From 85 mph to 97 mph, the correlation coefficient is -0.977, which is another very, very strong correlation. The fact that there is a correlation is not surprising, though the strength of the correlation is quite shocking. I didn’t expect there to be such a substantial correlation.

This study brings about some very interesting trends, as the strength of these correlations are very strong. In particular, the relationship between velocity and foul balls (which is probably causal, velocity causing foul ball percentage for the reason explained) is particularly interesting, especially because the issue is rarely discussed. I think this could give us some insight as to the relationship between velocity and pop-up rate, as pop-ups are generally thought to be the result of being late on a pitch, particularly on inside pitches, where its hard to get the bat head to the ball on time.

In the end, the data seem to back up the reasons why it is so hard to succeed in the MLB without fastball velocity: low-velocity means fewer Ks, more balls in play. I’ll do more research on this, and I hope to post more next time.

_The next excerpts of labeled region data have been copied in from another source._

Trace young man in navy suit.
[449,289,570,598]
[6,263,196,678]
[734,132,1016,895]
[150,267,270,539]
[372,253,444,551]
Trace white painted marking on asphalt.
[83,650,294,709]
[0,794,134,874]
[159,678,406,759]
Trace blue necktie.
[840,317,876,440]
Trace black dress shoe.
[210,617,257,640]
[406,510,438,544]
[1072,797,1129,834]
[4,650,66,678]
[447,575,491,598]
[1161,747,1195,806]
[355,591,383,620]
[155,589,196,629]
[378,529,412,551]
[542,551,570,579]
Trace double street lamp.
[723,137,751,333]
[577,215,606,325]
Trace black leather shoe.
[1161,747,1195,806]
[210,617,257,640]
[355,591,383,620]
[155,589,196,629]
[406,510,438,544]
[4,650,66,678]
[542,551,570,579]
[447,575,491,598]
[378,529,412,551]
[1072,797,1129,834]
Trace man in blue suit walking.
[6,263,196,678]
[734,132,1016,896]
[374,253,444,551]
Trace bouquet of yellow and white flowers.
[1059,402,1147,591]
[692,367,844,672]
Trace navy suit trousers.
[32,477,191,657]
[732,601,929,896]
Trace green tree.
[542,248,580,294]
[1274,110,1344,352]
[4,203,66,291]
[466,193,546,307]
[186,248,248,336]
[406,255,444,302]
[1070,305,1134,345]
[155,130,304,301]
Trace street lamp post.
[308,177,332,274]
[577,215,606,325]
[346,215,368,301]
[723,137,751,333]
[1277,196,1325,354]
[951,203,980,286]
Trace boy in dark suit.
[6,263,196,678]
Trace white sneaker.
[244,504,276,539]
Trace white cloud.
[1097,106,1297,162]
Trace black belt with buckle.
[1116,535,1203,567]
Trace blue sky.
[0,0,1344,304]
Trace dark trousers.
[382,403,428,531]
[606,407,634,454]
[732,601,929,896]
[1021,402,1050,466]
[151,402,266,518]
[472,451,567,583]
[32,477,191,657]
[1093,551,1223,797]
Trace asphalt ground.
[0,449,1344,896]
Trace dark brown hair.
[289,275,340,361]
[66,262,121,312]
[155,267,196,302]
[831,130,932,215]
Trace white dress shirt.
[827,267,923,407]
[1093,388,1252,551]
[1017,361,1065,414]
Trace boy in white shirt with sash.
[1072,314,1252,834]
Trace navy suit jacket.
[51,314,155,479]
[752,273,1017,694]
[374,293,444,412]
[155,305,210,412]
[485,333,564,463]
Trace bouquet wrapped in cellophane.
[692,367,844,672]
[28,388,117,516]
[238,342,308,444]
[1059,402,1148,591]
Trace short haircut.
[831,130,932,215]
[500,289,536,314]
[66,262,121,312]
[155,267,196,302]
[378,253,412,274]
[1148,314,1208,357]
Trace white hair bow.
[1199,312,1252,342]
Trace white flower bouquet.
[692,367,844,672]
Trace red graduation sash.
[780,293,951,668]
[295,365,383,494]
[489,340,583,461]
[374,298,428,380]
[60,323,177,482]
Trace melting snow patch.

Mike Silver recently completed his requirements for the Sport Management Major at THE University of Massachusetts-Amherst, where he is a brother of Theta Chapter of Theta Chi Fraternity, the best house in the country. He is a huge Red Sox and Bruins fan, and longs for the days of the REAL Boston Garden, Cam Neely, and the ultimate Dirt Dog Trot Nixon. Aside from StatSpeak, you can find Mike at TheHardballTimes.com and FireBrandAL.com. If you have any questions, you can reach him at mjasilver@gmail.com. Have a good night readers, and know that Mike hopes to hear from you soon. If you quote Mike in an article, please let him know. He’d love to hear it.

### 3 Responses to Breaking Down a Pitcher's Stuff: Fastball Velocity

1. Drew says:

You make a great point about foul ball data.
Why aren’t they kept track of better? And I don’t mean advanced data like landing location, angle of deflection, speed off the bat, etc. I’m just talking straight counting. We’ve got to start somewhere.
Does retrosheet or baseball-reference.com have this data hidden somewhere? I know we have pitches / pitcher; pitches / game; pitches / at bat; but the data needs to be a bit more raw so it can be recombined for a different purpose — tracking foul ball stars.
I’ve always wondered which hitters (and pitchers) produce the most foul balls. In particular, it would be interesting to find out if there’s actual skill involved. Intuitively, I believe some hitters “hang tough” better than other, especially with 2 strikes. For example, David Eckstein would have to be near the league leaders in ABs that have more than 3 foul balls after 2 strikes, just based on personal observation.
Some have suggested pitches per at bat, but that’s really not granular enough and includes balls. I’d also like to see more than just pure foul ball data, as that includes 0 and 1 strike situations as well as bunts and foul tips.
There could even be a foul ball stat for AB’s similar to a “Dominating” start used by some analysts (such as Ron Shandler and his team). Again, I would think Eckstein would be a leader in that category each season.
Nice article and thanks for providing a forum for me to get this off my chest.

2. Mike Rogers says:

The difference in points in the Velocity/Whiff rate graph at 95 and 98 looks to be the same distance between 95 and 98 on the foul vs. velocity graph. So I’d guesstimate that your conclusion about batters going from fouling them off to just missing them altogether is most likely correct.